最近はワイヤーの性質が大変良くなり、過度な力が歯にかからず歯への負担が減り、歯根の吸収は“まれ”なことになったと感じています。歯ぐきがやせて下がるのは成人で起こりやすいですが、矯正治療前の歯槽骨の状況にもよります。歯列から飛び出て歯ぐきがやせて下がっている歯を矯正治療で歯列内におさめると、下がっている歯ぐきの改善が認められることもあります。反対に入りきらない歯を無理に歯列におさめようとして歯列を広げると、歯ぐきはやせて下がる可能性があるので抜歯が必要になることがあります。

4. 骨と癒着している歯
ごくまれに歯が骨と癒着していて歯が動かないことがあります。
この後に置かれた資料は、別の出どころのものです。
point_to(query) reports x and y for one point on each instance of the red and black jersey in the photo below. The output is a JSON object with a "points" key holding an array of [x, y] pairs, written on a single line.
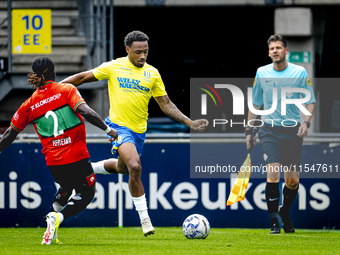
{"points": [[52, 110]]}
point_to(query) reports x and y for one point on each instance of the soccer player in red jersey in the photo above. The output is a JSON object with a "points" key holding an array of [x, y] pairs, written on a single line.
{"points": [[56, 112]]}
癒着している歯を成人になるまで放置すると治療が難しくなります。子供の時に起こると成長や周りの歯に悪影響を与えることがあります。一方が生えしばらく経つのに反対側がなかなか生えて来ないことがあったら注意が必要です。

5. 歯の神経の壊死
ごくまれに歯を動かすことで神経が障害を受けて壊死することがあります。歯の中に神経がありますが、歯にむし歯が出来て、それが原因で神経に炎症や壊死を起こすのはご存知のことと思います。それ以外に外傷でも同じことが起こります。特に前歯は突出度によって物にぶつけたり、スポーツ競技でボールや競技者のひじが当たることが起きやすいです。奥歯では歯ぎしりやくいしばりで自分の噛みしめる異常な力が長期にかかっていることがあります。以前に矯正治療をされ再治療が必要になった状況があると、再度の矯正治療が引き金になって歯の神経が障害を受けることがあります。
6. 顎の成長発育
顎の成長発育により咬み合わせや歯並びが変化する可能性があります。特に下顎前突で下顎が成長とともに伸びるタイプは成長が終わるまで成長を観察する必要があります。また顎が横にずれているタイプも要注意です。顎関節が影響している場合もあります。どちらも矯正治療を始める前の注意深い診査が重要です。
7. 矯正治療の痛み
最初は矯正装置による不快感、痛み等があります。数日間~1、2週間で慣れることが多いのですが、痛みには個人差があり、非常に敏感に感じる方とそれほど痛みを感じない方もいます。痛みを敏感に感じるタイプの方も治療が進むにつれ緩和されていきます。
8.
歯の動き方には個人差があります。そのため、予想された治療期間が延長する可能性があります。
9.
装置の使用状況、顎間ゴムの使用状況、定期的な通院等、矯正治療には患者さんの協力が非常に重要であり、それらが治療結果や治療期間に影響します。
10.
治療途中に金属等のアレルギー症状が出ることがあります。
11.
様々な問題により、当初予定した治療計画を変更する可能性があります。
12.
歯の形を修正したり、咬み合わせの微調整を行ったりする可能性があります。
13.
矯正装置を誤飲する可能性があります。
14.
装置を外す時に、エナメル質に微小な亀裂が入る可能性や、かぶせ物(補綴物)の一部が破損する可能性があります。
15.
装置が外れた後、保定装置を指示通り使用しないと後戻りが生じる可能性が高くなります。
16.
装置が外れた後、現在の咬み合わせに合った状態のかぶせ物(補綴物)やむし歯の治療(修復物)などをやりなおす可能性があります。
17.
治療後に親知らずが生えて、萌出方向によっては臼歯の配列が影響を受け、凸凹が生じる可能性があります。
18.
矯正歯科治療は一度始めると元の状態に戻すことは難しくなりますので、治療計画を説明されたとき、良く理解出来なかった場合、遠慮しないで再度確認してください。
日本矯正歯科学会 インフォームドコンセントを参考に加筆、作成しました。